Elder Rocha Lima disse...

Luiz de Aquino:
você, como vencedor, merece as batatas.

Abraços do leitor e amigo
Elder

Paulo Milano de Almeida disse...

Jornalismo, um apostolado -
“Não se entra duas vezes no mesmo rio”, do brilhante articulista Luiz de Aquino, caiu como uma luva para mim. Como aprendiz de jornalismo, reconheço que nossa profissão deve ser exercida como um verdadeiro apostolado. No entanto, vejo alguns colegas de classe que entram no curso porque sabem que as assessorias políticas pagam bem para o puxa-saco que conseguir encher mais linhas de páginas vazias dentro das cabeças corruptas.

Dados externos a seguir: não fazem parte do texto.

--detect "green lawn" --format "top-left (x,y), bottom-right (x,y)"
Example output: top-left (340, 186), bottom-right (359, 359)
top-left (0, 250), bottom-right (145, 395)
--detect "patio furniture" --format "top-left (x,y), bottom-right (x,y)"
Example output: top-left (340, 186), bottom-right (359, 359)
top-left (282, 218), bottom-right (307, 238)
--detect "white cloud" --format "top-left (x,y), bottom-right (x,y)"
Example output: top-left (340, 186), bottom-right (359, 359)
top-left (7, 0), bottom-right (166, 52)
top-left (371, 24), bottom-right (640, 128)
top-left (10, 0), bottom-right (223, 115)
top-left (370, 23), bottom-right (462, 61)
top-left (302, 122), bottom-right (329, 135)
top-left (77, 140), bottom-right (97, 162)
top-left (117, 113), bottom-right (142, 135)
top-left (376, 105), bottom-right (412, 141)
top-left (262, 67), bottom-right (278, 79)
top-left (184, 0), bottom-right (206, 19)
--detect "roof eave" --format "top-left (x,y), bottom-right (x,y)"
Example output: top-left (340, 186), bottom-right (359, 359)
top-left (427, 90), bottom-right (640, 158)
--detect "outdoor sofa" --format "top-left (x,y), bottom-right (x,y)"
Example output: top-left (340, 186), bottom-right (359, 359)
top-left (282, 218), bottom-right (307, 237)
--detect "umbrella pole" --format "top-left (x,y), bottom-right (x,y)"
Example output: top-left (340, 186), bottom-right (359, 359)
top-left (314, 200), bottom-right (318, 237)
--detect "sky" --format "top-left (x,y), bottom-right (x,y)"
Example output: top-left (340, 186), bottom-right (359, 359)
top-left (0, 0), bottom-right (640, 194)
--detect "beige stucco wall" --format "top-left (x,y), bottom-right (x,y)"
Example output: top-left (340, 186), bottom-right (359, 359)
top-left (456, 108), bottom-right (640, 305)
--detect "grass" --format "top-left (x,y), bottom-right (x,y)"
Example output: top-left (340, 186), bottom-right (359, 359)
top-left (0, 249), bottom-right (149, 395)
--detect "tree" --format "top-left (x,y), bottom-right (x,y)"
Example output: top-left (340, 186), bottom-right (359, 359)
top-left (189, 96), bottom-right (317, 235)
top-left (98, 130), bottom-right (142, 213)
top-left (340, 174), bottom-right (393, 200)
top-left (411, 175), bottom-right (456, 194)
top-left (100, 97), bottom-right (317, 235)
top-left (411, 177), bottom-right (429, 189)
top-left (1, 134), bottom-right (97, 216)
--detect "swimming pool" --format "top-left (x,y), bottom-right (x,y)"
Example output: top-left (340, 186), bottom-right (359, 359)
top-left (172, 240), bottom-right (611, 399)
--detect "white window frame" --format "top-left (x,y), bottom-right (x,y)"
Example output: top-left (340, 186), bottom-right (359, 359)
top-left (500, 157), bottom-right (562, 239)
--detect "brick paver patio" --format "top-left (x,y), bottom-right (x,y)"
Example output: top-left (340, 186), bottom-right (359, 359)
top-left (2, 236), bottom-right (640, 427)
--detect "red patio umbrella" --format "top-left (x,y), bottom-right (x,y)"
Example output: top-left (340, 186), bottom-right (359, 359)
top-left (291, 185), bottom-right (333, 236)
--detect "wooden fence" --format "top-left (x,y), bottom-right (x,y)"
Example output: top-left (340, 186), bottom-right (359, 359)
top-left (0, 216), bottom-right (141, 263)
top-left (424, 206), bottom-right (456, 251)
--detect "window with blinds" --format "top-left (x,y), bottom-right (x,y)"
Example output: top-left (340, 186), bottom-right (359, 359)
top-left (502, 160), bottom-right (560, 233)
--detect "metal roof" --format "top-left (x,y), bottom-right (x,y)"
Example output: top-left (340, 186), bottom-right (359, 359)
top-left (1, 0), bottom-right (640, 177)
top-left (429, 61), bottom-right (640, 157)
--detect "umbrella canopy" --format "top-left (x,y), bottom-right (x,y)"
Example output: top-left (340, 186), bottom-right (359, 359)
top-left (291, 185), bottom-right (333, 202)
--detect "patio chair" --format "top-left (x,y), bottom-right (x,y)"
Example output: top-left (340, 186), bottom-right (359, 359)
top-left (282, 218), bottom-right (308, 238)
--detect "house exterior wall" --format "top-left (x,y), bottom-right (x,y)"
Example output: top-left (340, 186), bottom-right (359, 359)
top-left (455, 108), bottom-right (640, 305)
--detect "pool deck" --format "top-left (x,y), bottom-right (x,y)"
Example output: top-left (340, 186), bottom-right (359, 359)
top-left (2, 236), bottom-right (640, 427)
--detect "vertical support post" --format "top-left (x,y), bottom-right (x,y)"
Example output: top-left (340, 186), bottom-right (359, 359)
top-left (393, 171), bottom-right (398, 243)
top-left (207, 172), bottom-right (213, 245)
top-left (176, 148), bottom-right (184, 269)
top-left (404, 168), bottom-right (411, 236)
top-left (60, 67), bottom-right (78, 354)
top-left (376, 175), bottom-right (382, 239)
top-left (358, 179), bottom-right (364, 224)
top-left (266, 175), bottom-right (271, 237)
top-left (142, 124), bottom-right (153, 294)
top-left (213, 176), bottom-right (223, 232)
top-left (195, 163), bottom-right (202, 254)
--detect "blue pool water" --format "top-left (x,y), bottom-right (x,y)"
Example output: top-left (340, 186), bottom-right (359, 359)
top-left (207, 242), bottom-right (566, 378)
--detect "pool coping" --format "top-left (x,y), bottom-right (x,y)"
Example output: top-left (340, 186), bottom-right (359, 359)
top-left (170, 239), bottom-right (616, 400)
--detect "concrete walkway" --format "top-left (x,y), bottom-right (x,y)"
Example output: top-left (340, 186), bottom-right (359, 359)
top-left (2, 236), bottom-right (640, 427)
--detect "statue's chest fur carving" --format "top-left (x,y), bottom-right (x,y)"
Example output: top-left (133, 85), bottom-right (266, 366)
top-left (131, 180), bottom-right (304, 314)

Sem dúvida, o tempo flui, a água passa, mas nunca nos molhamos no mesmo rio. A água continha a banhar, e a verdade segue atravessando o peito do atraso e se consagra na honestidade dos homens que impulsionam o progresso moral da humanidade. Bravo, Luiz de Aquino! E concordo: “Aos medíocres, as baratas!” (Paulo Milano de Almeida - publicado em Opinião Pública, do Diário da Manhã, Goiânia - 02/08/2011).

Na janela disse...

Boa tarde, Luiz.
Mais um texto primoroso. Parabéns!
Claro, fui lá cuscar o "Canção sozinha à liberdade".
Aprendi aqui, hoje, que muito do que fico indignada com o jorrnalismo (especialmente o "tele"), foi nomeado por ti de "cerceamento". Eu não tinha conhecimento de que o que na minha leitura eram equívocos causados por verdadeira ignorância das definições contidas em dicionários. Falo, especificamente, do uso dos vocábulos "suspeito" quando se tem todas, todas mesmo, informações de que aquele é criminoso efetivamente.
Claro que as indignações que me acometem ao assistir a um telejornal não são só desta natureza. Por vezes presencio verdadeiras aberrações de conhecimentos geográfricos ou geopolíticos que chegam a causar grande mal-estar (atual com ou sem hifem?rs)

Obrigada por proporcionar mais esta agradável leitura. E fica aqui o registro que a universidade jamais dará conta do que o ensino básico deixou a descoberto.